The registerName setting specifies the “name” of your server in the public server list. The list is no longer sorted alphabetically by default, so please, in the interests of being user-friendly, don’t set it to something silly trying to arbitrarily “rank” your server “further up the list”.

Example:

registerName=Super Awesome Mumble Server

registerPassword

The registerPassword is a simple, plain-text secret between your server and the registration server. Its sole purpose is to prevent other servers from impersonating your server in the public list.

Leaving this setting blank will disable registration with the public server list.

If you somehow lose the secret, you will obviously not be able to register your server until the public server list “forgets” about your server. This usually takes a few days.

Example:

registerPassword=CorrectHorseBatteryStaple

registerUrl

This is a URL pointing to the website for your server.

Example:

registerUrl=https://mumble.info/

registerHostname

This setting is the DNS hostname where your server can be reached. It only needs to be set, if you want your server to be addressed by its hostname instead of by IP. But if it is set, it must resolve on the public internet or registration will fail.

Example:

registerHostname=mumble.some.host

registerLocation

Deprecated.

Misc

bandwidth

You can configure a per-user upper bandwidth limit, in bits per second. This allows you to clamp your users down to a sensible setting, if you are limited in bandwidth. This does not set a minimum bandwidth - the Mumble client will check its own bandwidth setting and the server’s bandwidth setting, and choose the lower of the two.

The default is 558000. Note that this is per user.

bandwidth=558000

obfuscate

By default, Mumble will show IP addresses in log file. In some situations you may find this unwanted behavior.

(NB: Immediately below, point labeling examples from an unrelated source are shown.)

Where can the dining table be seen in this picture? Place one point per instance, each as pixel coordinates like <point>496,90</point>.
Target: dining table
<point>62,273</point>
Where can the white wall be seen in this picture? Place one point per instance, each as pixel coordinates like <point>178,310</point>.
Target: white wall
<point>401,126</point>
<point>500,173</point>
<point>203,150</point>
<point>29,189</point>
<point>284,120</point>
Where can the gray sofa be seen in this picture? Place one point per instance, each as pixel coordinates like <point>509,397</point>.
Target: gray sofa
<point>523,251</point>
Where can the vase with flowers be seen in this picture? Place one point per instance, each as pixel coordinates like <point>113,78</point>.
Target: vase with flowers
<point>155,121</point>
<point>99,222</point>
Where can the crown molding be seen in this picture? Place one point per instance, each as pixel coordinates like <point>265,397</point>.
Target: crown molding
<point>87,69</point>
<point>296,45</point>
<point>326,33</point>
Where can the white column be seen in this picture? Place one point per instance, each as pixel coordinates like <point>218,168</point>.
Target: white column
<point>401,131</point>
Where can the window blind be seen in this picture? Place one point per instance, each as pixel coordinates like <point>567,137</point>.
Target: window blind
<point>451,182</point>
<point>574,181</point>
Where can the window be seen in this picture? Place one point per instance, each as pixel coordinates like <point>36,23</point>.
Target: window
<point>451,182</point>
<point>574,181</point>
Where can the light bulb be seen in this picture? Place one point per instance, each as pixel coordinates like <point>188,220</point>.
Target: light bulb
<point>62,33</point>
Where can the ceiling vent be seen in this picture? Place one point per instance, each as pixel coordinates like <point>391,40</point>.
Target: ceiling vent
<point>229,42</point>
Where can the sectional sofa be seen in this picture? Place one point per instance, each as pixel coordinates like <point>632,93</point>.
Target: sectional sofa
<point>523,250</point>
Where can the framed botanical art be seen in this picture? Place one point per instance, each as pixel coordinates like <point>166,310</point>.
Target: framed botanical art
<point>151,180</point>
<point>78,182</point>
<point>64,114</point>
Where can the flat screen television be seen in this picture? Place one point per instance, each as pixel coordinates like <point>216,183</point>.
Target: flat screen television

When obfuscate is set to true, the mumble-server will randomize the IP addresses of connecting users.

Note that this setting currently only applies to IPv4 addresses, and that it is currently just a simple XOR with a random value. It is probably trivially broken, if a user knows their IP address and can compare it with the obfuscated one assigend to them.

Example:

obfuscate=true

uname

On Unix-like OSes, you can start mumble-server as root and have it drop privileges to another account such as mumble. The username must already exist on your system and have write access to the database, logfiles etc.

This option is ignored, if mumble-server is not started as root.